Yarn starts off six months after the end of the first film. Suzuran Crows gang member Noboru (Shinosuke Abe) is released from a correctional facility after being expelled from high school for knifing a member of rival school gang Hosen. Noboru is ready to rejoin his gang, but the Crows' status is threatened.
The leader of the Crows pack, Genji (Shun Oguri), is losing status at school due to his inability to defeat towering, red-haired lone wolf Rinda-man (Motoki Fukami). Genji and his loyal inner circle need the support of the student body to protect themselves against the threat of Hosen, which, led by Taiga Narumi (Nobuaki Kaneko), is eager to take revenge on the Crows, particularly the newly released Noboru.
Some spare comic relief and two songs by Genji's bargirl g.f., Ryuka (J-popster Meisa Kuroki), provide breathers between the action, but the pic is designed for those who like their fight scenes long and scrappy. Mostly unarmed combat, the gang battles range from one-on-one contests to all-out panoramic brawls.
Fight details are sometimes obscured by tight framing and jerky camera movements, but the velocity of the action makes for an exhilarating cinematic dance. When the cartoon violence seems to have reached saturation point, Miike jolts the narrative with unexpected directorial flourishes to give the film its second, third and even fourth winds.
Characterization is minimal, but personalities are distinctive enough to prevent confusion. A major shift in emphasis comes with a digression that follows scar-faced Makkie (Tsutomu Takahasi) as he forgoes a fight in order to take a girl on a date. Makkie wants to be a sexual predator, but romance sees him drop his tough-guy facade to reveal a total lamb (and a comical premature ejaculator, to boot). Here and throughout the narrative, Miike suggests macho behavior is mostly a cover for sexual inadequacies.
Nobuyasu Kita's lensing is variable, and the pic's digital origins sometimes show. The grungy production design is an artfully composed delight that turns polluted rivers, a graffiti-splattered school complex (with never a teacher to be seen) and a deserted bicycle graveyard into memorable settings. Techno-guitar soundtrack ensures the proceedings are as deafeningly loud as they are visually aggressive.
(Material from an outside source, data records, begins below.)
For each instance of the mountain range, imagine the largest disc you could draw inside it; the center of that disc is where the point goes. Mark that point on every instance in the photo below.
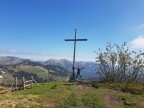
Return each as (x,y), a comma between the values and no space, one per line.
(88,73)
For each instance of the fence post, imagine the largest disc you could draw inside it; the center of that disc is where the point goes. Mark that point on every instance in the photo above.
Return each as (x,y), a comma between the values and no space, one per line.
(16,88)
(23,82)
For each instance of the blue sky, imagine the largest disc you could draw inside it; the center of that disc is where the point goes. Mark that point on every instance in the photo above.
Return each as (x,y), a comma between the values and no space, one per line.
(36,29)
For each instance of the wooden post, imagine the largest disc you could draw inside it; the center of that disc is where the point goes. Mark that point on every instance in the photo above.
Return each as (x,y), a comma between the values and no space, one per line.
(23,83)
(15,85)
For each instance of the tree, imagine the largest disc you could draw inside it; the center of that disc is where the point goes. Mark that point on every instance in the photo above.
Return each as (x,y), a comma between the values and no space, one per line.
(118,64)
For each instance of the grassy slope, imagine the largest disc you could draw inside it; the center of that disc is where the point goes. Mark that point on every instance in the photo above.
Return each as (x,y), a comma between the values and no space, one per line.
(70,95)
(40,71)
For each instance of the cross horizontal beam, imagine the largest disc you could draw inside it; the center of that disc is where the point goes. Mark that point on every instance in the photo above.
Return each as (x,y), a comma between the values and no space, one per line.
(75,39)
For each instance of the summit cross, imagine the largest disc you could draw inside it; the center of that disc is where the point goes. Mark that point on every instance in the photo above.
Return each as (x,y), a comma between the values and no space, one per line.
(75,40)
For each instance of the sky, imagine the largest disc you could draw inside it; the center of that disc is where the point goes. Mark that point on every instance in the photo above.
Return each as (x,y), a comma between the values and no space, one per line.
(36,29)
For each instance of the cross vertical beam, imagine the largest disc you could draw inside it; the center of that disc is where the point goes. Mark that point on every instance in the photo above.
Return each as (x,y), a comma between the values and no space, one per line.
(75,40)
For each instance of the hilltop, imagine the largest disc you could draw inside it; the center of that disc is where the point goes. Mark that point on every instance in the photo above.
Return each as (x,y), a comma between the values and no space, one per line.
(70,95)
(50,69)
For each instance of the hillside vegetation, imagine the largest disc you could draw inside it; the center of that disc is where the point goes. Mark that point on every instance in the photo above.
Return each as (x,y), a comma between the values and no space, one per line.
(38,71)
(70,95)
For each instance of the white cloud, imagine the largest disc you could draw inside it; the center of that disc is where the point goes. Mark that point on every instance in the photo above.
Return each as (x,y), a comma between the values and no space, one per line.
(140,27)
(137,43)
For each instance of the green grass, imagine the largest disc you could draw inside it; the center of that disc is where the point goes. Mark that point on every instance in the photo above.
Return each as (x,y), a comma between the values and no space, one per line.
(93,100)
(67,95)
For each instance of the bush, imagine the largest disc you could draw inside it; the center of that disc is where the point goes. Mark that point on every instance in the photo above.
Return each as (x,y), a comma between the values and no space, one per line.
(125,87)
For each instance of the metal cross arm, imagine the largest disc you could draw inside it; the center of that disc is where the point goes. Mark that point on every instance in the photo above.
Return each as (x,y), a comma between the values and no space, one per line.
(75,39)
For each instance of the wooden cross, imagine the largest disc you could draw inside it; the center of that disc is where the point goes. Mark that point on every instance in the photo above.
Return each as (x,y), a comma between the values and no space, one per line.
(75,40)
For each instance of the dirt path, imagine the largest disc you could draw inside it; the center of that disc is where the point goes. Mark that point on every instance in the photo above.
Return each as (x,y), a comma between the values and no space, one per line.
(112,100)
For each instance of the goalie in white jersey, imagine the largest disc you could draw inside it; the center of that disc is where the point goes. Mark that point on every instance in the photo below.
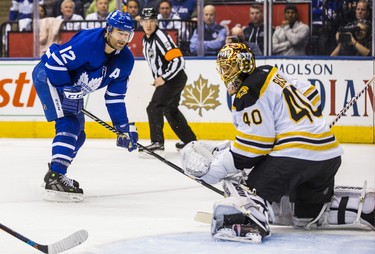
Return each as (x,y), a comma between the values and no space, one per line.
(281,135)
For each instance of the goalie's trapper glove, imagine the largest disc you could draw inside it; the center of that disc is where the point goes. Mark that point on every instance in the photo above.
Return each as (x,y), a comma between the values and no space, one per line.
(128,136)
(72,102)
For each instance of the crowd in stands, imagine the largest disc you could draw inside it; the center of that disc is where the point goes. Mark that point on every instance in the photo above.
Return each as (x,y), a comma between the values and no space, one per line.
(338,28)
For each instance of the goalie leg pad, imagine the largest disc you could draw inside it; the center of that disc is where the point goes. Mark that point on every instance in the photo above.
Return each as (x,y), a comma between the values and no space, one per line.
(350,208)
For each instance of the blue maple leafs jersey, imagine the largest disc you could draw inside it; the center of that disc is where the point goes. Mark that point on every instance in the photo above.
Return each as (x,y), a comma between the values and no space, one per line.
(83,62)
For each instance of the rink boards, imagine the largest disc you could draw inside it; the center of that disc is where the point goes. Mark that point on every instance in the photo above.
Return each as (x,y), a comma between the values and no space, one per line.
(204,101)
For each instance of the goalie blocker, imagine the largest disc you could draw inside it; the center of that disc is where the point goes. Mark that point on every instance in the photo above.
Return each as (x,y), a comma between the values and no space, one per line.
(350,208)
End titles are punctuated by a joke voiceover declaring that the pic is a work of fiction and that minors should not drink or smoke. For the record, there's no episode one so far in the series, only "Crows: Episode 0" and "Crows Zero II."
Directed by Takashi Miike. Screenplay, Shogo Muto, Rikiya Mizushima, based on the manga by Hiroshi Takahashi. Camera (color, widescreen, HD-to-35mm), Nobuyasu Kita; editors, Shuichi Kakesu, Tomoki Nagasaka; music, Naoki Otsubo; art directors, Yuji Hayashida, Tsukuru Hashimoto; sound (Dolby Digital), Yoshiya Ohara. Reviewed at Pusan Film Festival (Midnight Passion), Oct. 12, 2009. Running time: 133 MIN.